Un brouhaha accompagné de cris étouffés se fit bientôt entendre du côté de la salle où résidaient les gardiens. Les Chevaliers, qui s’attendaient à voir d’autres Chevaliers ramenés d’Ys par Gérald, restèrent bouche bée quand ils découvrirent, déboulant dans le couloir, des hommes habillés d’une étrange armure violette et coiffés de casques surmontés d’un crâne d’animal. Leur stupéfaction fut à son comble quand ces hommes, en ouvrant les grilles des cachots à l’aide des clés arrachées aux gardes, s’adressèrent à eux dans la langue du Monde Incertain…

– Combien êtes-vous ? demanda l’un des libérateurs.

– Nous sommes cent vingt, répondit le Commandeur en se faisant reconnaître, cent vingt Chevaliers, dont une quarantaine de blessés légers.

– S’ils peuvent tenir une arme, même les blessés seront les bienvenus, déclara le Chasseur. Il faut venir en aide aux malheureux qui se battent à l’entrée de la cité. Les Orks sont en train de les décimer !

– Des malheureux ? s’étonna Bertolen.

– Des brigands et des paysans, venus de tout le Monde Incertain ! Des gens plus habitués à couper le blé que des gorges, plus habiles à voler les marchands qu’à affronter des monstres sanguinaires !

– Vous avez entendu ? rugit le Commandeur à l’adresse de ses hommes. Allons-nous laisser de pauvres gens se faire massacrer, des gens qui ont eu le courage et l’amitié de venir en aide à des ressortissants d’un monde étranger ?
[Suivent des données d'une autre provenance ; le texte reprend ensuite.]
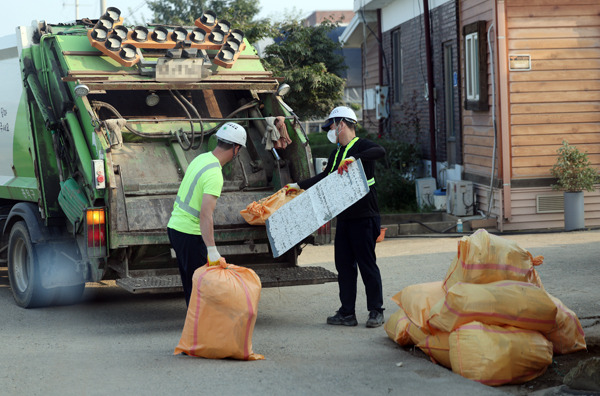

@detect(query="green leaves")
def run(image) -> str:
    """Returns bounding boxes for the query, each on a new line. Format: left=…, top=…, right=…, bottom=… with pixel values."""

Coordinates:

– Non ! hurlèrent les Chevaliers à l’unisson.

– Où peut-on trouver des armes ? demanda le Commandeur en se tournant vers le Chasseur.

– Il y a des sabres d’Ork et des haches de guerre dans la salle des gardes.
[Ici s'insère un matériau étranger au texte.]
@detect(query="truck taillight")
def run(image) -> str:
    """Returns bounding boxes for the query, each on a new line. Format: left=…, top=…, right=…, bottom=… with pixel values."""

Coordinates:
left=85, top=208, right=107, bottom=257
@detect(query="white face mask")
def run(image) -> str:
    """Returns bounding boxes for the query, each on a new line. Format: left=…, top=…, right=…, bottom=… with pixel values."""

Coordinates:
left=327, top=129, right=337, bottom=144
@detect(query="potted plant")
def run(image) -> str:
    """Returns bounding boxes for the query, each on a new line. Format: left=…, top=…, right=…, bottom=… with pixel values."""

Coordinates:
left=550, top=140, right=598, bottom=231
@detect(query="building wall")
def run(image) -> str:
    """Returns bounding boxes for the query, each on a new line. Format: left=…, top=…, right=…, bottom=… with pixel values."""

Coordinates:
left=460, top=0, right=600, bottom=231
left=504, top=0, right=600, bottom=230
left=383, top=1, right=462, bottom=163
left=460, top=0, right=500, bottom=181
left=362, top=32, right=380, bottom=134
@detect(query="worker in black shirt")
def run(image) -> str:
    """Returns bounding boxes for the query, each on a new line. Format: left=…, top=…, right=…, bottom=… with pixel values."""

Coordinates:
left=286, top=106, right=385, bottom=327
– Je crois, dit Ambor avec un grand sourire, que ça fera l’affaire…

Pendant ce temps, près de l’entrée, coincés entre la grande porte et le Fleuve Mouillé, les hommes de l’Ouest et les brigands subissaient de lourdes pertes. Le désespoir se lisait sur le visage des combattants qui paraient les coups et y répondaient sans y croire.

A l’inverse, les Orks grognaient de satisfaction en voyant les rangs de l’armée des Collines s’éclaircir. Ils estimaient qu’en peu de temps ils auraient écrasé cette mauvaise troupe !
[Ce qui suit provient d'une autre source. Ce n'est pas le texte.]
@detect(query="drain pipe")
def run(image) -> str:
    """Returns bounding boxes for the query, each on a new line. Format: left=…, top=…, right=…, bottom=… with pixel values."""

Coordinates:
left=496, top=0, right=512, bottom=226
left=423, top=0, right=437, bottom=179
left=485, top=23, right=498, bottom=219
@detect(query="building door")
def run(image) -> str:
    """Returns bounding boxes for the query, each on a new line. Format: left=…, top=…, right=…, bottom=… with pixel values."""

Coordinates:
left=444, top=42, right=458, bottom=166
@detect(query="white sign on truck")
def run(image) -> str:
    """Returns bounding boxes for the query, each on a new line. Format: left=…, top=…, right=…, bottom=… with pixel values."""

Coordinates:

Mais soudain, au bruit d’une cavalcade, les Orks les plus proches du pont se retournèrent. Leurs petits yeux s’écarquillèrent d’effroi : débouchant de la rue menant à la prison, une compagnie entière de Chevaliers, brandissant sabres dentelés et haches aiguisées, s’apprêtait à leur tomber dessus.

– Nous sommes sauvés ! hurla l’Archer.

– Des Chevaliers d’Ys ! Ce sont des Chevaliers d’Ys ! cria le Luthier.

Rassérénés par l’arrivée de ces renforts inattendus, brigands et paysans se jetèrent dans la bataille avec une énergie nouvelle.

Plongeant tête baissée et l’arme levée au beau milieu des Orks pétrifiés, les Chevaliers laissèrent libre cours à leur fureur, une fureur qu’avait amplifiée l’humiliation de leur séjour dans les cachots. L’affrontement prit une nouvelle tournure, et les Orks commencèrent à reculer pas à pas…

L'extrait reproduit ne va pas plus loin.